Unfortunately, the gravitational physics of American politics, especially during election time, tends to polarize. Our culture and our politics reward the loudmouths, the partisans, the controversy-generators, rather than the bridge-builders, the centrists, the peacemakers. And, in fairness, moderates are frequently too reasonable, too passive. It is easy to see the forces pulling the candidates to particular extremes; where are the forces pushing toward the center?
Note, for example, the New York Times coverage regarding John McCain’s reaction to last week's Supreme Court decision regarding the detainees at Guantanamo. When first asked to react, before he had a chance to read the decision, McCain responded carefully saying,"It obviously concerned me." A blog post on National Review Online, the Times reported, asked in fury:"Concerned? Concerned?" Subsequently, after studying the matter and consulting with Senator Lindsey Graham, McCain called the ruling"one of the worst decisions in the history of this country."

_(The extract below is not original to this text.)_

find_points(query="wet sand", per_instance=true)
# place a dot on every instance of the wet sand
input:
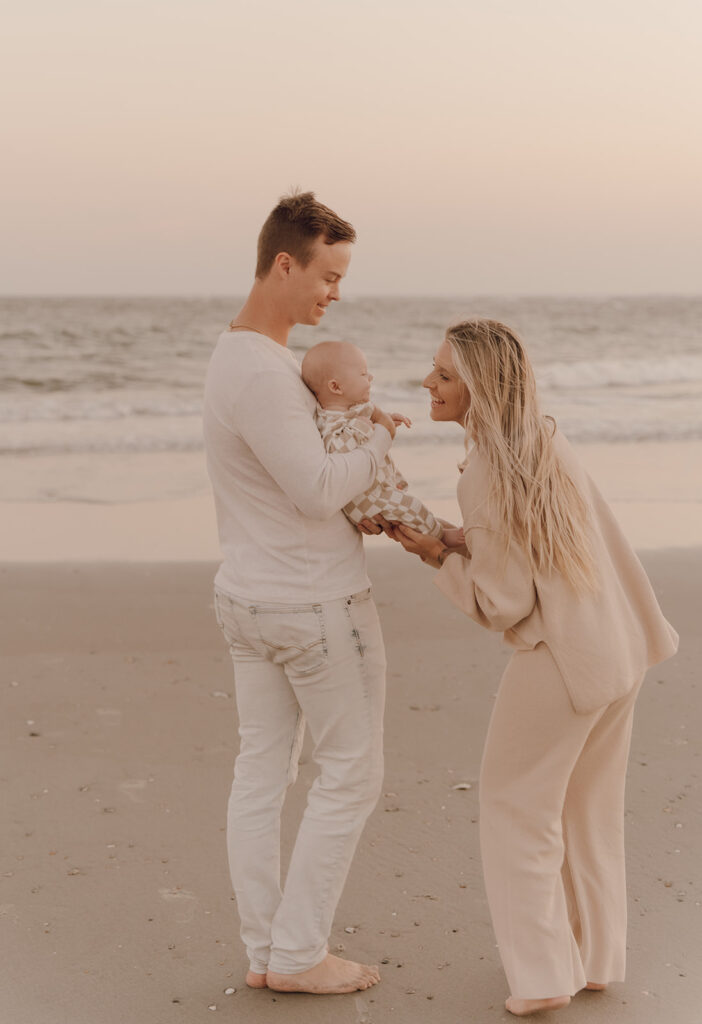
(119, 740)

The bloggers' attack – as well as the Times reportage – reinforced the narrative of John McCain's strained relations with the Republican base. But shouldn’t we applaud a leader who hesitates before condemning the Supreme Court, who studies an issue before pronouncing on it? Don't we need people praising McCain for his initial restraint and encouraging such behavior?

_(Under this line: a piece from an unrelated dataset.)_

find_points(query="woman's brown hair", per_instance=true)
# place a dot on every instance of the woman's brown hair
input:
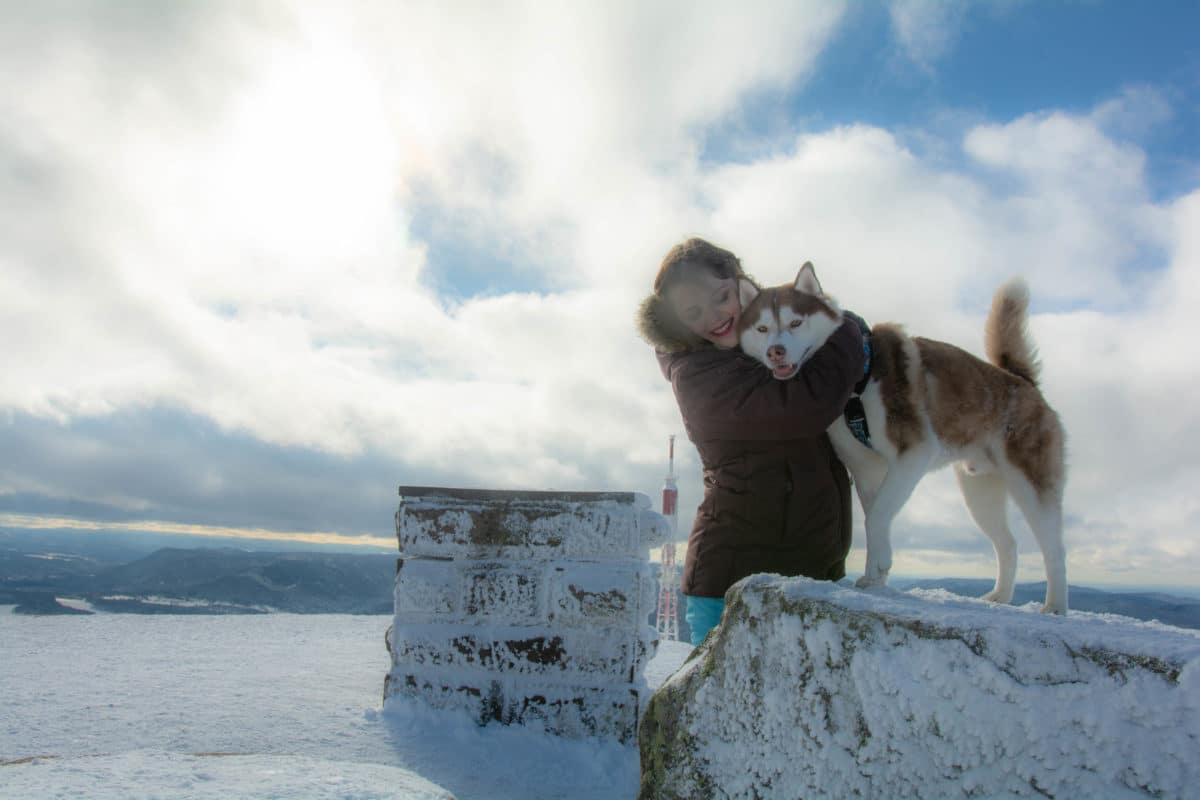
(689, 254)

Just as partisans monitor candidates for their ideological purity, we need a moderometer to keep track of a candidate’s centrism both substantively and tactically. This barometer assessing the two nominees' moderation should focus on various statements they make over the next five months, illustrating whether they shift left, right, or center, while also assessing their behavior, the tone they set. This way, centrists can have some push-back, can make their play for the middle. In the case of McCain's reaction to the Supreme Court decision, the moderometer would stand level – and reward the candidate for his patience and temperance.
By contrast, the moderometer could teeter tracking another controversy from this week. Republicans pounced on Barack Obama's comments to ABC's Jake Tapper pointing to the investigation of the first World Trade Center bombing as a model for fighting terror."Once again we have seen that Senator Obama is a perfect manifestation of a Sept. 10 mindset," McCain's adviser on national security, Randy Scheunemann snapped – shifting the McCain moderometer rightward as Obama’s shifted leftward for treating terror as a law enforcement matter rather than a military and foreign policy challenge. However, Obama’s clever response was well balanced, showing his commitment to fighting terror, as he said: “These are the same guys who helped to engineer the distraction of the war in Iraq at a time when we could’ve pinned down the people who actually committed 9/11.”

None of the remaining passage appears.